Monolith vs. Microservices Part 8

Monolith first, really?


Bevor man überlegt, ob man lieber mit einem Monolith oder einer Microservice-Architektur startet, sollte man gut darüber nachdenken, ob sich Microservices für den Anwendungsfall lohnen. Wenn man zu dem Schluss kommt, dass Microservices für den Anwendungsfall geeignet sind und der Nutzen den zusätzlichen Aufwand zum Meistern der Herausforderungen von verteilten Systemen übersteigt, dann sollte man auch von Anfang an auf Microservices setzen. Sollte aber ein Monolith für den Anwendungsfall ausreichen, so ist ein Monolith eine gute Wahl. Ein Monolith ist sowohl für die Entwicklung als auch für den Betrieb das Einfachste.

Für die Entscheidungsfindung müssen aber drei wesentliche Kriterien beantwortet werden.

Zusammenfassung

Wenn man tatsächlich zu dem Schluss kommt, dass Microservices für den Anwendungsfall geeignet sind und der Nutzen den zusätzlichen Aufwand zum Meistern der Herausforderungen von verteilten Systemen übersteigt, dann sollte man auch von Anfang an auf Microservices setzen. Die Artikel von Fowler und Tilkov stammen aus dem Jahr 2015 – mittlerweile haben wir über sechs weitere Jahre Erfahrungen rund um Microservices gesammelt und kennen mehr Herausforderungen und wie man diese angehen kann. Wichtig ist aber trotzdem der richtige Schnitt: Dafür benötigt es Domänenexperten. Aber auch diese können mit dem ersten Entwurf etwas daneben liegen – deshalb ist es ratsam, mit etwas größeren Microservices zu starten und fachliches Monitoring einzuführen, um herauszufinden, wie die Anwendung benutzt wird (was wird wann aufgerufen) und wie sich einzelne Teile der Anwendung verhalten (Antwortzeiten). Durch dieses Monitoring kann man im Live-Betrieb feststellen, ob es zum Beispiel Bottlenecks gibt, die durch Herauslösen weiterer Teile der Anwendung in eigene Microservices gelöst werden können.

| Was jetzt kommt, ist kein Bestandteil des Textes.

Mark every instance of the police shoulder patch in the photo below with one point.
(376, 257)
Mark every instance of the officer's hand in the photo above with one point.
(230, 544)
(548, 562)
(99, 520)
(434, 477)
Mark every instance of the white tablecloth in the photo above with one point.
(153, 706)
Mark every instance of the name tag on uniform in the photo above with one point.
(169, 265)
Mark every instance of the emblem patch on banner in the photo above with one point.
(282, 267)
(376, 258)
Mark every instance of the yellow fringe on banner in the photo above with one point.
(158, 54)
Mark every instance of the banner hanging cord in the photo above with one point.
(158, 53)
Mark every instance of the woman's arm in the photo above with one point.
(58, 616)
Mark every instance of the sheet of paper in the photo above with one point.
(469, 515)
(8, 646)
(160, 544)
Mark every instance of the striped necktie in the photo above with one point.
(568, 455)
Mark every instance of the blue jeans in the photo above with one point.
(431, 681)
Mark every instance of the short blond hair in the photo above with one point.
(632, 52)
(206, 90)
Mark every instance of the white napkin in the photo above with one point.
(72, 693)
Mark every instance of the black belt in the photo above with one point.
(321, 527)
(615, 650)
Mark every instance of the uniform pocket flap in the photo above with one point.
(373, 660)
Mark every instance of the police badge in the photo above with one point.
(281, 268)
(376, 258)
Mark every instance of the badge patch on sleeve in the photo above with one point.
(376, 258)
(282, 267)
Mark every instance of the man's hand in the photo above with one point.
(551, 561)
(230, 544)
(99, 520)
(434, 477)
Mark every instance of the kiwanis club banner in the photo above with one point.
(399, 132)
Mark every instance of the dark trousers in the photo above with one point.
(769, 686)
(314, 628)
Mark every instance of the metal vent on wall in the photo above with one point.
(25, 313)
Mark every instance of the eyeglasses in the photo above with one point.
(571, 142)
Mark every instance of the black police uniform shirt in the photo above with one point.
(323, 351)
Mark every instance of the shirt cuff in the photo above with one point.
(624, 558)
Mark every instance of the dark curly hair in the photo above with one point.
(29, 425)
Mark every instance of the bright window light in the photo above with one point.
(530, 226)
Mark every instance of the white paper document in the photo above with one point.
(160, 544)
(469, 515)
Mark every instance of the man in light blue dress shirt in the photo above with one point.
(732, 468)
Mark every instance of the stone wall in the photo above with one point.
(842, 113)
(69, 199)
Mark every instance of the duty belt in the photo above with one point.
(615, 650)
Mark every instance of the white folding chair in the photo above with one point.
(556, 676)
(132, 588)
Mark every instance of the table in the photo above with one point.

Sollte ein Monolith für den Anwendungsfall ausreichen, so sollte auch ein Monolith gebaut werden. Ein Monolith ist sowohl für die Entwicklung als auch für den Betrieb das Einfachste. Dennoch sollten Monolithen – genau wie Microservices – sauber in Module strukturiert werden, damit sie auf Dauer wartbar und erweiterbar bleiben.

Microservices machen Sinn, wenn mindestens eines der folgenden Kriterien erfüllt ist:

  • Hohe Skalierbarkeit wird benötigt. Dies trifft für viele Anwendungen nicht zu – Details können im Artikel zu Betreibbarkeit nachgelesen werden.
  • Unterschiedliche nicht-funktionale Anforderungen für verschiedene Teile der Anwendung.
  • Unabhängige Entwicklung oder Deployments für einzelne Teile der Anwendung.

Auch Moni und Michi überlegen, wie sie denn am besten mit ihrer Restaurant-App starten sollen.

Monolith first

Bereits in der Einführung dieser Blogserie wurde der Diskurs von Martin Fowler und Stefan Tilkov („Monolith First“ vs „Don’t start with a Monolith“) angerissen.

Moni: „Lass uns doch mit dem modularen Monolithen beginnen. Wir bauen Sollbruchstellen ein und zerlegen den Monolithen später bei Bedarf in Microservices.“

Michi: „Du hast ja selbst immer wieder darauf hingewiesen, dass Microservices einen Overhead mitbringen. Aber wenn wir die Voraussetzungen für eine Microservice-Architektur von Anfang an schaffen, dann können wir später einfach bestehende Services zerlegen. Wenn wir dies am Anfang versäumen, ist der Aufwand später wesentlich höher.“

Moni nimmt die Position von Martin Fowler ein und möchte gerne mit einem Monolith beginnen (Monolith First). Michi entgegnet, dass der Aufwand, Microservices später einzuführen, deutlich höher ist, als von Anfang an auf Microservices zu setzen (Don’t start with a Monolith).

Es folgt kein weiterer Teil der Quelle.